We compared changes in offshore Lake Ontario major species-group biomass, production and diets before (1987-1991) and after (2001-2005) invasion-induced ecological change.  We synthesized the observations into carbon-based mass-balanced food webs linking two pathways of energy flow; the grazing chain (phytoplankton-zooplankton-fish) and the microbial loop (autotrophic bacteria-heterotrophic protozoans) and determined how the structure and function of the food web changed between time-periods. We use the food web descriptions to simulate the reestablishment of native deepwater bloater.
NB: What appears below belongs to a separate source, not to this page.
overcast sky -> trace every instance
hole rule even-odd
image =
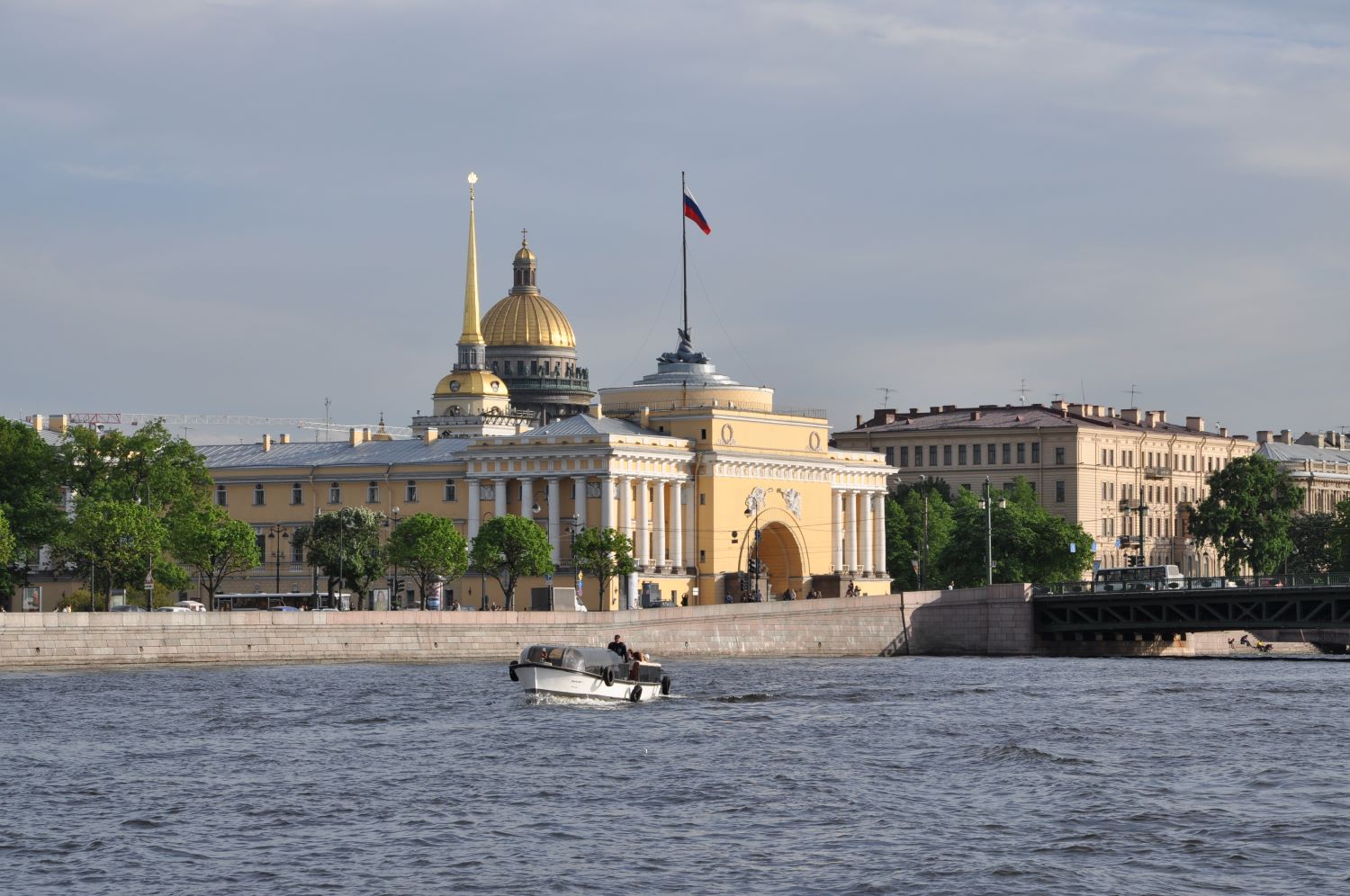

We developed empirical models describing spatial variation in temperature and applied them to investigate predator temperature distributions, bioenergetic consequences of alewife diet and distribution shifts, and zooplankton productivity.  Primary production declined as did the biomass and production of all species-groups except Chinook salmon. Total zooplankton production declined by approximately half with cyclopoid copepod production declining proportionately more.  Zooplankton species richness and diversity were unaffected.  Alewife adapted to low zooplankton production by consuming more Mysis, and consequently increased its own trophic level.  The increased prey size and exploitation of spatial heterogeneity in resource patches and temperature may have allowed alewife to maintain their growth efficiency.  Trophic level also increased for smelt, adult sculpin, adult alewife and Chinook salmon.  Phytoplankton grazing rates declined and predation pressure increased on Mysis, adult smelt and alewife, and decreased on protozoans.  Resource to consumer trophic transfer efficiencies changed; increasing for protozoans, Mysis, Chinook salmon and other salmonines and decreasing for zooplankton, prey-fish and benthos. The changes suggest both bottom-up and top-down influences on food web structure. The direct trophic influences of invasive species on the offshore Lake Ontario food web were minor.  Carbon flows to Mysis indicated an important, and changing ecological role for this species and we hypothesize that Mysis may have contributed to Diporeia declines.  Simulations suggest that only a small reestablished bloater population, limited by Diporeia production, could be sustained.